Yaz tatilinde okuduğum iki kitaptan bahsetmek ve bunlarla ilgili duygularımı paylaşmak istiyorum. İlk okuduğum roman Ernst Glaser’in 1902 Doğumlular adlı romanı dört yıl süren Birinci Dünya Savaşı dönemini anlatmaktadır. Savaşı bir çocuğun gözünden anlatır yazar. Çocuk Birinci Dünya Savaşı başladığında 12 yaşındadır. Bittiğinde ise yaşı 16’dır. Kitap savaşın bütün çirkinliklerini, vahşetini açık açık anlatmaktadır. Romanda farklı inançlardan, ülkelerden insanların birbirlerine karşı nasıl kışkırtıldığını, önyargılı hale getirildiğini anlatan sayfalar da vardır. Başta kimse savaşın bu kadar korkunç bir şey olduğunu bilmemektedir. Bu yüzden ülkede savaş patlak verdiğinde, savaş değil şenlik havası oluşur. İşçi önderleri ve işçiler savaş öncesinde patronlara karşı mücadele ederken, savaş başlayınca milliyetçi hezeyanların yükseldiği şenliklerde bir araya gelerek yurtlarını nasıl savunacaklarını konuşurlar. Sonra savaş giderek ciddileşmeye başlar. Başta savaş çıkacağına inanmayanlar, çıksa bile bu kadar büyüyeceğini tahmin etmeyenler gün geçtikçe tehlikenin ciddiyetinin farkına varırlar. Çünkü her gün cepheden ölüm haberleri gelir. Tabi bu sürede insanlar savaşı sınıfsal durumlarına göre hissederler. İşçi ve emekçiler savaşın acılarını yaşarken zenginler, burjuvalar için durum farklıdır. Ve emekçi kadınlar… Onlar da artık sokaktadır. Kucaklarında aç çocuklarıyla ekmek için sokağa dökülmüşlerdir.
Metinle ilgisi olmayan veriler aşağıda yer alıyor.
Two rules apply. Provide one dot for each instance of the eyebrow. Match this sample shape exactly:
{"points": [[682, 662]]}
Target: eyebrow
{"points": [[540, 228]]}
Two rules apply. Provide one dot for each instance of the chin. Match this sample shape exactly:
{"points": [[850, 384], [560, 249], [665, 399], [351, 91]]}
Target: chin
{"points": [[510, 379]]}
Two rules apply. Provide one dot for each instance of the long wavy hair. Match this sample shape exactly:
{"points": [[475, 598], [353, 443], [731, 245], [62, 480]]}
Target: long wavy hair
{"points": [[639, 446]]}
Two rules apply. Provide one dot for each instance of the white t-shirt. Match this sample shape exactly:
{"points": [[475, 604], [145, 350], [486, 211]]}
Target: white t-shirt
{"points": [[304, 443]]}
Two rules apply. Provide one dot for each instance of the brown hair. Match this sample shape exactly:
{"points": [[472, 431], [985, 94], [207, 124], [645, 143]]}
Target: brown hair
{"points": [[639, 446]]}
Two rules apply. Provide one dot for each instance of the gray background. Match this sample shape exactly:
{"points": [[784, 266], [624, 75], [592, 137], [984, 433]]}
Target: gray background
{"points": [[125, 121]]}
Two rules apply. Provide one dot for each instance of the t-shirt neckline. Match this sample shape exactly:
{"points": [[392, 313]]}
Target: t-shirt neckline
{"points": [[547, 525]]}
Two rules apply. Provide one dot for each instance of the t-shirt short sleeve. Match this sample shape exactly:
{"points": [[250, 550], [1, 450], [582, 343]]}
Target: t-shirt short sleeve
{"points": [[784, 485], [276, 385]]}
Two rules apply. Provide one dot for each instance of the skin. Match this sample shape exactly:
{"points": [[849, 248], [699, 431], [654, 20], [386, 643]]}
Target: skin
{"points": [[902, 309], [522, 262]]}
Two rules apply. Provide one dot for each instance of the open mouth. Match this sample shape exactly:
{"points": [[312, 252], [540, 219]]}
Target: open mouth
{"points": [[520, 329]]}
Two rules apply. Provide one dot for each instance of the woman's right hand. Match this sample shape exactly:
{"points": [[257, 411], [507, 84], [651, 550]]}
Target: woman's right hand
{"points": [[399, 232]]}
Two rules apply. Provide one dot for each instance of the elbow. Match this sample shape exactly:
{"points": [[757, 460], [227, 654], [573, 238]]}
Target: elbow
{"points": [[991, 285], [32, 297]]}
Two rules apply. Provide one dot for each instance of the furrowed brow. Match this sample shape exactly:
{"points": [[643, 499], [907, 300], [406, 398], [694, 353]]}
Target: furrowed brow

Okuduğum ikinci roman Erich Maria Remarque’ın yazdığı Dönüş Yolu ise Birinci Dünya Savaşı sonrasında yaşananları anlatmaktadır. Savaşın son günlerinde cephedeki askerler sonunda eve dönecekleri için çok heyecanlıdırlar. Ama asıl savaş şimdi başlamaktadır. Bu kitap savaşın henüz bitmediğini vurguluyor. Olaylar lise eğitimlerini yarım bırakmak zorunda kalıp askere çağrılan gençlerin gözünden anlatılıyor. Bu gençler savaşın bütün iğrençliğini görmüşlerdir. Cephelerden geri dönen askerlerin çoğu savaş öncesinde bıraktıkları yaşama geri dönemezler, adapte olamazlar, savaşın dehşetini unutup günlük yaşama uyum sağlayamazlar. Hatta bazısı kendini öldürür ya da bunalıma girer.
Aslında bu iki roman birbirinin devamı değil, ancak “1902 Doğumlular” savaş yıllarını, “Dönüş Yolu” ise savaştan sonra yaşananları anlattığı için birbiriyle bağlantılı... Romanların gerçek hayatta yaşanmış olayları anlatması çok üzücüydü. Bu olayları gerçek hayatta yaşamış olan çocukların ve gençlerin olduğunu öğrenmek 16 yaşında bir genç olarak daha fazla etkiledi beni. Savaş gerçeğinin ne demek olduğunu büyük bir heyecanla okuduğum bu kitaplar sayesinde öğrenmiş oldum.